Pier Giorgio said to his friend, “How fortunate St Catherine was to see Jesus in this life! I envy her.”
This is part of Pier Giorgio’s appeal to many people. Not only that he died young and was generous to the poor but that he had a deep longing for Christ. Above everything else he longed to see Him and to be with Him. Pier Giorgio had had that genuine experience of God’s presence in the midst of his natural life; a natural life in which he was blessed with wealth, good looks and athletic ability. Because of that deep genuine experience of God he is holy and he’s beatified and on the way to canonisation.
State of life
Whatever state of life is grafted on to our baptismal vocation – the sacramental vocation of Marriage or Holy Orders, or the public profession of religious vows – each comes in a genuine way only if a person has had that experience of God’s presence in the reality of their natural life.
It takes time to discern one’s post-baptismal vocation and it cannot be rushed. Equally so it can be very surprising, not only to the person but also to those who know him/her. God freely acts outside the usual human expectations.
But God equally does this with amazing generosity. God is never stingy. God wants to fulfil the desires of our heart.
What our vocation is, when we will discover it, how we will know it from all the other possibilities of life is a mystery that unfolds in the appropriate way for each person.

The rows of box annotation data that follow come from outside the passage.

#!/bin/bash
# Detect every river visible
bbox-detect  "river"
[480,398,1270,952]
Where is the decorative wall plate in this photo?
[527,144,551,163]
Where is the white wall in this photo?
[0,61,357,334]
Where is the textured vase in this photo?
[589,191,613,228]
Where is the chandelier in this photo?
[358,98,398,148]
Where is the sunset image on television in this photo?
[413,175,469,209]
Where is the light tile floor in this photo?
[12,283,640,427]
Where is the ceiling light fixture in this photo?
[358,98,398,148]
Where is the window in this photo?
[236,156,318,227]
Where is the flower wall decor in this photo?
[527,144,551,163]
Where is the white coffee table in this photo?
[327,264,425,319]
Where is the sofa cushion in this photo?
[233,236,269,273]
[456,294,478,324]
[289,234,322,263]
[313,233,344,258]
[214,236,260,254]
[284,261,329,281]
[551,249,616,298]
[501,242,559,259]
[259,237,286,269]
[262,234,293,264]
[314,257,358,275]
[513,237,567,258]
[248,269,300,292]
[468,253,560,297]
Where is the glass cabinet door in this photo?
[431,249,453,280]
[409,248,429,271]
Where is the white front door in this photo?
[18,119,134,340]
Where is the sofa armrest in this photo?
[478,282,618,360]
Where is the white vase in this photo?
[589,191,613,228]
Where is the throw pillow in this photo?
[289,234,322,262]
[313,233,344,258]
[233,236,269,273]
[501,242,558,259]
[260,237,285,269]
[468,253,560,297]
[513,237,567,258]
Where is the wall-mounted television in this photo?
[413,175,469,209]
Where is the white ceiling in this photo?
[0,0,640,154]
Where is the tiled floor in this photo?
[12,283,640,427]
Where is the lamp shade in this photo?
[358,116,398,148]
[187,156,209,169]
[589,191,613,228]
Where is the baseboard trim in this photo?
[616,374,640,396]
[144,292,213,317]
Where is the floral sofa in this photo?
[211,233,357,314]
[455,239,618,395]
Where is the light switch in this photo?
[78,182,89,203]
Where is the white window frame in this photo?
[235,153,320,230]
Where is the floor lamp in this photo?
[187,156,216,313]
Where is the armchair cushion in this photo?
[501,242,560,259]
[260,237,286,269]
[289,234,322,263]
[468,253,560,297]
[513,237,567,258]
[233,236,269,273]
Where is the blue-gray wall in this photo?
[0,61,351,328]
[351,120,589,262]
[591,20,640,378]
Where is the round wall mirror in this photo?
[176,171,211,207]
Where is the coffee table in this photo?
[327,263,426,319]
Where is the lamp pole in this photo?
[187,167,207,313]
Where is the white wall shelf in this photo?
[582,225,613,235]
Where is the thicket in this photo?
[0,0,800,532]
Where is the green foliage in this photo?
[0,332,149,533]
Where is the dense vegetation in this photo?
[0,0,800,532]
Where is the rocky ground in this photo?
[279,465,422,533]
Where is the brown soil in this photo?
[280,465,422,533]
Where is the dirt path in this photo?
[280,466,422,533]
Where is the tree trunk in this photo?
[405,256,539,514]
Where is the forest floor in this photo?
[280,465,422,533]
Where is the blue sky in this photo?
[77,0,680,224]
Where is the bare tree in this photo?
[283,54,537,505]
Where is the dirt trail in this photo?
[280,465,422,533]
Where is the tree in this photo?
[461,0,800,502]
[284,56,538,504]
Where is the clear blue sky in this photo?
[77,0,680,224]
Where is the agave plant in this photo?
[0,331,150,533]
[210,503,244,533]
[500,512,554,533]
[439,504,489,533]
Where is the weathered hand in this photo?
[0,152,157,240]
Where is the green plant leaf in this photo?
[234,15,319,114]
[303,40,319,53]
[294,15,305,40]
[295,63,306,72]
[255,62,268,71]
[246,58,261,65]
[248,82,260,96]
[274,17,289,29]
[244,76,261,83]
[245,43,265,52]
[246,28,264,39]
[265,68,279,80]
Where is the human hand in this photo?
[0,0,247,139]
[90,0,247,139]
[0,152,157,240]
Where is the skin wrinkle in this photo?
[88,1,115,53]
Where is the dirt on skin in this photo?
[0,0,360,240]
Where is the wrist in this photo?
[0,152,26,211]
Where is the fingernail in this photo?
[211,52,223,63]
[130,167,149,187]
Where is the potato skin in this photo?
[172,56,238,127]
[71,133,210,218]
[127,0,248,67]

If a person thinks that the only way he can get what he wants is to do what he wants, then that person is heading for misery and a fruitless search that ends only is self.Christ told us and showed us that the only way to gain our life is to lose it; to let it go.
One of the best way to do this is not to focus on what I want or desire but to focus on becoming holy, on the salvation of my soul, on getting to heaven.
Conclusion
We don’t come to Mass to worship a god of our own making, a god like us, a god bound within our own community. There is wildness about God, an untamed quality. This sovereign and almighty God will not be trifled with and his awesome power demands our worthy reverence. Equally with great respect for us God bestows the call to holiness on each of the baptised and allows it to blossom and bear fruit in the vocation and state of life that is right for each of his sons and daughters.
“There is one Lord, one faith, one baptism, one God and Father who is above all, through all and in all.”